Малко смотрел на женщин, что сидели прямо на улице на своих лежанках, уставив глаза куда-то в пустоту. Прошел год, а здесь ничего не было восстановлено. Были видны даже пятна крови, которые не удалось смыть муссонным дождям. Мужчин здесь почти не было.
— Сикхи ничего не забыли. Видите эту надпись на стене? — спросила Амарджит.
На обрушившемся фасаде одного из домов Малко увидел яркую надпись санскритскими буквами. Амарджит наклонилась к нему.
— Там написано: «Пусть пролитая кровь породит ненависть!»
Они повернули направо и внезапно оказались буквально нос к носу со слоном. Потом увидели второго, третьего и, наконец, четвертого... За слонами двигались десятки грузовиков, переделанных в карнавальные повозки, между ними шли музыканты в потрепанных униформах, изо всех сил дуя в трубы. Шум стоял ужасный. На грузовиках ряженые индийцы изображали различных богов.
— Вот тот фестиваль, который я ищу! — сказала Амарджит.
Она принялась делать записи. Прошел час, прежде чем они, оглохшие от шума и все в пыли, отправились, наконец, обратно к центру.
— Завтра мы выезжаем очень рано, — сказала Амарджит. — Я прикажу шоферу заехать за вами в шесть часов.
Малко вспомнил надпись на санскрите. Да, в Амритсаре ненависть, по-видимому, была жива.
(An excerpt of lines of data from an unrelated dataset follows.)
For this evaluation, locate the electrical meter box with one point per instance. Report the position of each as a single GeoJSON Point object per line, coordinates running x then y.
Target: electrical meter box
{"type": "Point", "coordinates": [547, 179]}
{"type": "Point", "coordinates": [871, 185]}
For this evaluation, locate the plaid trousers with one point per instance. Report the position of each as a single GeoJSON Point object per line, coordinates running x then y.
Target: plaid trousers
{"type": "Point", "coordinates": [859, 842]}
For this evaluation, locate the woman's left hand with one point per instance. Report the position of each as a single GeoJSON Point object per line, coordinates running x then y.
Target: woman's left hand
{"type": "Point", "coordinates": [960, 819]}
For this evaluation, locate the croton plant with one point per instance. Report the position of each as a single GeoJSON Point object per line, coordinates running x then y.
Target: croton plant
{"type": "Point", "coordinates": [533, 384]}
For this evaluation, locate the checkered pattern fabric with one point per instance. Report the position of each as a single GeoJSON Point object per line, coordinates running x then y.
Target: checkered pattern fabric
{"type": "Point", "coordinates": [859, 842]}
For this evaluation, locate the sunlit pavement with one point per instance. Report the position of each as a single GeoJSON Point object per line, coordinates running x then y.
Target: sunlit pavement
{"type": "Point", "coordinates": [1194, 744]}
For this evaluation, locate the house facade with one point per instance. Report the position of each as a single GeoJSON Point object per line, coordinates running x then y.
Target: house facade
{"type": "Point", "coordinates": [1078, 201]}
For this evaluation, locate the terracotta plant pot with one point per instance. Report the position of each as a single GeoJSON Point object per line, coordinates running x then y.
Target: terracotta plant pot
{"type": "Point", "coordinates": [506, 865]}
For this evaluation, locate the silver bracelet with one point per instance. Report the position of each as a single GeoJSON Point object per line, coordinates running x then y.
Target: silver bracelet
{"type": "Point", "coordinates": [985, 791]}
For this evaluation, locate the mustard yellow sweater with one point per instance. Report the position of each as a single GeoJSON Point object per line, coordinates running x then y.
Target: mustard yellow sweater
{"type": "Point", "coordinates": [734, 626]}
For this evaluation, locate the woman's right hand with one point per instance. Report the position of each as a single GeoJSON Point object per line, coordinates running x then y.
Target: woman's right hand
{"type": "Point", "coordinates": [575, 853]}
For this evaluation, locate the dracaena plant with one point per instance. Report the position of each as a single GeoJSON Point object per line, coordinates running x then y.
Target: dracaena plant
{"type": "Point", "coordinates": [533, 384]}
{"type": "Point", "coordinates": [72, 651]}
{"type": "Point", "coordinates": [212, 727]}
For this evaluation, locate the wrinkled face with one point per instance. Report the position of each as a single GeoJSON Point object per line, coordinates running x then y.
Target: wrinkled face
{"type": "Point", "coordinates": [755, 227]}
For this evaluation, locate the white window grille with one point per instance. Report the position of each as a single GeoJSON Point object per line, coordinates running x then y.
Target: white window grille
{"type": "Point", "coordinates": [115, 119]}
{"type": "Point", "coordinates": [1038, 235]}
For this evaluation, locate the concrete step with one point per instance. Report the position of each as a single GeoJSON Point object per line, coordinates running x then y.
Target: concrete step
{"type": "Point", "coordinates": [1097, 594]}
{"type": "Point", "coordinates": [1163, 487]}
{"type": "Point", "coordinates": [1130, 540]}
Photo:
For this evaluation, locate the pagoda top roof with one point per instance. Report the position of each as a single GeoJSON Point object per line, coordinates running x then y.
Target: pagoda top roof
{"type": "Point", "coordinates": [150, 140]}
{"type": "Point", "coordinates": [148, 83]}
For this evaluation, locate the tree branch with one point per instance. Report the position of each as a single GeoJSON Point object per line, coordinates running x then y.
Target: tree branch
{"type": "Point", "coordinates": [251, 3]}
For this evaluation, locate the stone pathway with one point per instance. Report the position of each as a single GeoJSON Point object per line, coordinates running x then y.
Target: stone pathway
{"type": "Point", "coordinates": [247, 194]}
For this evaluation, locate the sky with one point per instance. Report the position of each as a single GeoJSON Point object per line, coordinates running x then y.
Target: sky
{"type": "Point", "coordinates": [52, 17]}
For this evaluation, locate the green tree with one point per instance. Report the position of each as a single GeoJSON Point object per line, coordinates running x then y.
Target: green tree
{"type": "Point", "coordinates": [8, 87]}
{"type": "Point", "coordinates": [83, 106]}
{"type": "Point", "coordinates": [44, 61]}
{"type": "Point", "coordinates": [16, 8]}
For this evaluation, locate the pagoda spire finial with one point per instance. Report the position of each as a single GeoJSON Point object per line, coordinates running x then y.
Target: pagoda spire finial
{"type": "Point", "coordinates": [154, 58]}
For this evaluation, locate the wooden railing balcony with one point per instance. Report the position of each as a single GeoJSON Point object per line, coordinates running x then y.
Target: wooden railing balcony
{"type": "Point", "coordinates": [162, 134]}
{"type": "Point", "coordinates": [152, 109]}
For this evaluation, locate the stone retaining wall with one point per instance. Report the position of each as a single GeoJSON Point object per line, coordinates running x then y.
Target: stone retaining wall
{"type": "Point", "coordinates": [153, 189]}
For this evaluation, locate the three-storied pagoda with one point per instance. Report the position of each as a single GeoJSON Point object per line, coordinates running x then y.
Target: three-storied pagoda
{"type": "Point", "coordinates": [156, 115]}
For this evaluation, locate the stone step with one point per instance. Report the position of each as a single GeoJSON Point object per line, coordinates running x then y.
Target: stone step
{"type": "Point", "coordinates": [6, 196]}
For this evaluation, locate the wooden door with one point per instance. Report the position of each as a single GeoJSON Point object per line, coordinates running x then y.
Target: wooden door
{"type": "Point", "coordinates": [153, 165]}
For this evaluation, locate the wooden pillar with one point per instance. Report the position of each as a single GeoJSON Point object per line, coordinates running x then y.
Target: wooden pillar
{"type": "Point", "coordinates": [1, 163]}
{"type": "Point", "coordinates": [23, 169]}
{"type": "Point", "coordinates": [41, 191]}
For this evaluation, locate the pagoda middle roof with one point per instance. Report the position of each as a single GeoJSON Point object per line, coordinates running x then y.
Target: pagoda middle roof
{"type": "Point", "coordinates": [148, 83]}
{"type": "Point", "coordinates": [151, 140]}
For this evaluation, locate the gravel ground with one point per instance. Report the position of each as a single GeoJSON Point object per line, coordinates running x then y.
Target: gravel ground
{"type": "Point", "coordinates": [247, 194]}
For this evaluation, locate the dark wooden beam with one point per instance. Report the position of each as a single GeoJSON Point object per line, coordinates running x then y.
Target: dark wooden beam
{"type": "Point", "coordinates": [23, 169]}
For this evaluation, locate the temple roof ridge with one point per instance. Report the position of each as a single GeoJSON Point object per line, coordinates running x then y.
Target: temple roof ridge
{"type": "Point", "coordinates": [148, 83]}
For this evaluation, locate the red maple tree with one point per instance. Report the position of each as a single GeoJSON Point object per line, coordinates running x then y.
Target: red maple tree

Поперек дороги лежал вдребезги разбитый грузовик с овощами, передний мост его был сплющен в лепешку. Водитель еще сидел за рулем. Он врезался в ветровое стекло, и по белой дверце кабины текла кровь. Место аварии было огорожено небольшими камнями, и машинам приходилось его объезжать. Автомобиль, ставший причиной аварии, превратился в груду железа и мертвых человеческих тел, напоминавшую какую-то модернистскую скульптуру.
Виджай, шофер Алана Праджера, объехал место происшествия с полнейшим безразличием, и они снова покатили по ухабистой, но прямой как стрела дороге, обсаженной эвкалиптами. С тех пор, как они выехали из Дели, это был уже шестой несчастный случай. Ездить по индийским дорогам опаснее, чем воевать под Сталинградом. Можно подумать, что одна половина здешних водителей грузовиков играет в кинокартине «Плата за страх», а другая — в «русскую рулетку». Последствия такой езды «украшали» обочины дорог вдоль пенджабских рисовых плантаций... Двадцатью километрами дальше они увидели водителя, которому во время столкновения оторвало ногу. Он печально смотрел, как из обрубка льется кровь. Еще один, которому предстоит сменить «карму»...
Малко закрыл глаза. Кроме разбитых машин, смотреть здесь было не на что. Абсолютно плоская пенджабская земля с бесконечными полями, чаще всего засаженными рисом... Если бы не чалмы, верблюды, сари и тракторы, можно было подумать, что находишься где-нибудь в Юго-Восточной Азии. Рядом с ним дремала Амарджит.